View details for DOI 10.1016/S0142-9612(03)00429-0
View details for Web of Science ID 000186267600013
View details for PubMedID 14559014
Various types of three-dimensional matrices have been used as basic scaffolds in myocardial tissue engineering. Many of those are limited by insufficient mechanical function, availability, or biocompatibility. We present a clinically established collagen scaffold for the development of bioartificial myocardial tissue. Neonatal rat cardiomyocytes were seeded into Tissue Fleece (Baxter Deutschland, Heidelberg, Germany). Histological and ultrastructural examinations were performed by DAPI and DiOC(18) staining and electron microscopy, respectively. Force measurements from the spontaneously beating construct were obtained. The constructs were stimulated with agents such as adrenalin and calcium, and by stretching.

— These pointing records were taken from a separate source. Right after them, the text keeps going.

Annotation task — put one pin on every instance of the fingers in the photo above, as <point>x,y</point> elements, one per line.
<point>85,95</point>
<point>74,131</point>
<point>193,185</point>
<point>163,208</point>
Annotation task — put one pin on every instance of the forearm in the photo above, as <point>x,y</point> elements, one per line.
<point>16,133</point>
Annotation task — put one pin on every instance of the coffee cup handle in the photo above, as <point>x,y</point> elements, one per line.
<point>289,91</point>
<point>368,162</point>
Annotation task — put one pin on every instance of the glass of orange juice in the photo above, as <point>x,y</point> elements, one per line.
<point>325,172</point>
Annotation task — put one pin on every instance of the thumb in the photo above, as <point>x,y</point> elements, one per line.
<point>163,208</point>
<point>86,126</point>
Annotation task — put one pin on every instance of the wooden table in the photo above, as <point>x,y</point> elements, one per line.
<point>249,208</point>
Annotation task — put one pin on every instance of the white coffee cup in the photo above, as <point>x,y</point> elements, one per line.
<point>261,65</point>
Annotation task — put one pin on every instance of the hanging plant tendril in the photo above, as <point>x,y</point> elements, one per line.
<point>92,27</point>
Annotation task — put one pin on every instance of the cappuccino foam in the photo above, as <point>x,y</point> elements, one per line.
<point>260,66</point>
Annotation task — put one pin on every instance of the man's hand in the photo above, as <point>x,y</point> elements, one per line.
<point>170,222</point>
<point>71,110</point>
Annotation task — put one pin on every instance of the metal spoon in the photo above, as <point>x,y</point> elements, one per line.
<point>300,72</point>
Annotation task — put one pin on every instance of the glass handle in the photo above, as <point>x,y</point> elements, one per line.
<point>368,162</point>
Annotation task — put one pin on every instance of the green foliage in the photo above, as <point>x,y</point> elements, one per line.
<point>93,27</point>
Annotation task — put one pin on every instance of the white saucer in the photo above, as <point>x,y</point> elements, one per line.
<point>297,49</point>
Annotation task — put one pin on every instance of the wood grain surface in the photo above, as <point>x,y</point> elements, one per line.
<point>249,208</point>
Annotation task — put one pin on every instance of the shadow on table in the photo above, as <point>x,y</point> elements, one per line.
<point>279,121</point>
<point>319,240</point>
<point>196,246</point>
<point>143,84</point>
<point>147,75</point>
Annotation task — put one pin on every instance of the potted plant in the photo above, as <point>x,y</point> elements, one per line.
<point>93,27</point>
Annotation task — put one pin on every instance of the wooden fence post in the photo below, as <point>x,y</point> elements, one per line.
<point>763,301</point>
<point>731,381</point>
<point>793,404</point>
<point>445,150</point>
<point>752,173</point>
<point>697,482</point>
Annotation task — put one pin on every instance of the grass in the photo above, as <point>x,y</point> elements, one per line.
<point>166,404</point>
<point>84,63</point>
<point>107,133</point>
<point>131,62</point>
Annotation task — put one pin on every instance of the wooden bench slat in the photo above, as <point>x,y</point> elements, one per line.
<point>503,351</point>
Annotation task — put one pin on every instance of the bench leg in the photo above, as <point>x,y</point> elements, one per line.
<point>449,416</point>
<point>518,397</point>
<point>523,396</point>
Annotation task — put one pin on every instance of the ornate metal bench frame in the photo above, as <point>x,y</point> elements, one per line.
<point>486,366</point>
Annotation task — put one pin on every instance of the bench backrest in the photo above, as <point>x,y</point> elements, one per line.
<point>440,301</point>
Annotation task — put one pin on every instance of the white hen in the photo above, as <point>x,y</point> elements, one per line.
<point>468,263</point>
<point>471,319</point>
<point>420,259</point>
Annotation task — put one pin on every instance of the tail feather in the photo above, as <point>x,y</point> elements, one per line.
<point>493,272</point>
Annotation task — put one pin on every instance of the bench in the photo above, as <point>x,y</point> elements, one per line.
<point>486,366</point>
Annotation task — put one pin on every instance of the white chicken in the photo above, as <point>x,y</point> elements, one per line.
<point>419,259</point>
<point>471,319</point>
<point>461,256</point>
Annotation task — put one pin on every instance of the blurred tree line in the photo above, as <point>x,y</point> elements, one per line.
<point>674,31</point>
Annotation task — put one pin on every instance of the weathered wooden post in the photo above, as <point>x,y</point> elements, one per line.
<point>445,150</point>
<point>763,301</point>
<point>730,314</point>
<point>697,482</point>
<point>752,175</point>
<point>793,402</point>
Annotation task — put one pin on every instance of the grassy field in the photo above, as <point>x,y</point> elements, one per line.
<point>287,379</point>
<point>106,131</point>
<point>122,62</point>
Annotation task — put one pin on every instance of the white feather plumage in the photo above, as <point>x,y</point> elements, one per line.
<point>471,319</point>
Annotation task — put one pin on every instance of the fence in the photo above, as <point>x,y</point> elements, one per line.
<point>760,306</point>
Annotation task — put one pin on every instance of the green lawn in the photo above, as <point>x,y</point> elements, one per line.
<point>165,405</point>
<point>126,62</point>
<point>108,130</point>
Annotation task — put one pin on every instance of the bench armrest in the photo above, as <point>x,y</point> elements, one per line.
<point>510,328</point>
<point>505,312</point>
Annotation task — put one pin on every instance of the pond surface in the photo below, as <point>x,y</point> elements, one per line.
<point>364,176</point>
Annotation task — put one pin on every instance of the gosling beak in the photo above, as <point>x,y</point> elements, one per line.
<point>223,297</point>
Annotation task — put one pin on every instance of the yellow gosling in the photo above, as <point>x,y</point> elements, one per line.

Passive stretch curves were obtained. Spontaneous contractions of solid bioartificial myocardial tissue (BMT), 20 x 15 x 2 mm, resulted. Contractions continued to week 12 (40% of BMTs) in culture. Histology revealed intercellular and also cell-fibril junctions. Elasticity was similar to that of native rat myocardium. Contractile force increased after topical administration of Ca(2+) and adrenaline. Stretch led to the highest levels of contractile force. In summary, bioartificial myocardial tissue with significant in vitro longevity, spontaneous contractility, and homogeneous cell distribution was produced using Tissue Fleece. Tissue Fleece constitutes an effective scaffold to engineer solid organ structures, which could be used for repair of congenital defects or replacement of diseased tissue.